Wednesday, February 26, 2014
Maine Is Totally Like This, Totally
Whoo boy, that's Maine.
I live in Maine, if you call that living, and I'm here to testify that Maine is just like that. Why, the lighthouses are thick on the ground, I tell you what. We were thinking of just stringing the telephone wires from them instead of using those dang poles, but we got so many trees we decided to go the redundant route. Maine's a redundant place. We got two of everything. We don't have three of anything, though.
All the trees are always turning color like that, too. All the time. Everywhere. Why, you can just walk up to any old maple tree and turn the handy spigot that Maine installs on them and syrup flows right out of it. They issue pancakes to travelers at the Portsmouth toll plaza on Route 95 instead of receipts. True story.
The entire state is oceanside, just like in the video. There are rumors of some vast, undiscovered bogs or swamps or mountains or something out west, but no one would ever go there. LL Bean is in Freeport, and you're not allowed to be in Maine more than an hour's drive from there. If we had police, they'd check. Bean's used to have catalogs filled with shotguns and fishing poles, but now they only sell banana hammock bathing suits for Canadians that go to Old Orchard Beach and think it's the Riviera, and button-down men's shirts for ladies to wear.

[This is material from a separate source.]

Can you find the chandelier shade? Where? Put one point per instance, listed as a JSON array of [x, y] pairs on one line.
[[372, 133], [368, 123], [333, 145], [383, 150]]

Maine has various slogans. They used to call it Vacationland, but Mainers couldn't help themselves, and got to reading the Vacationland road signs while driving to work in the office park in Westbrook, and forgot the signs were for people "From Away" -- the charming soubriquet Mainers use when they want to call someone a Masshole, but the guy hasn't paid his bill yet. Anyway, everyone in Maine went to Disneyworld at the same time, on the same bus, and there was no one left in Maine to direct the tourists from Massachusetts to the best places to icefish in June, or where to find all the huggable bull mooses in rutting season, or how to properly approach a black bear cub. Note: Always get between Mama bear and Baby bear. They love that.
"Maine: The Way Life Should Be," was another one. It was less of an overt threat than New Hampshire's motto, it's true, but it left too much room for rumination on its meaning. I haven't been to New Hampshire in a while, but if memory serves, their slogan is "Live Free, Or Else," or something to that effect. Maine's sounds friendlier, but its ambiguity rankles some. It's never wise to get the tourists thinking. It smacked a bit of "Your life is bad, and you should feel bad, and we're here to tell you so."
Well, I'm sorry, but your life is bad, and you should feel bad. You should totally move to Maine. The clouds here move, and the tide goes in an out, and we've got so many goddamn lighthouses we use them for traffic lights and fenceposts and fire hydrants, and when all else fails, we string clotheslines between 'em. Now if you Philistines will excuse me, my wife is almost done chipping the ice off the well, and coffee break generally follows soon after that.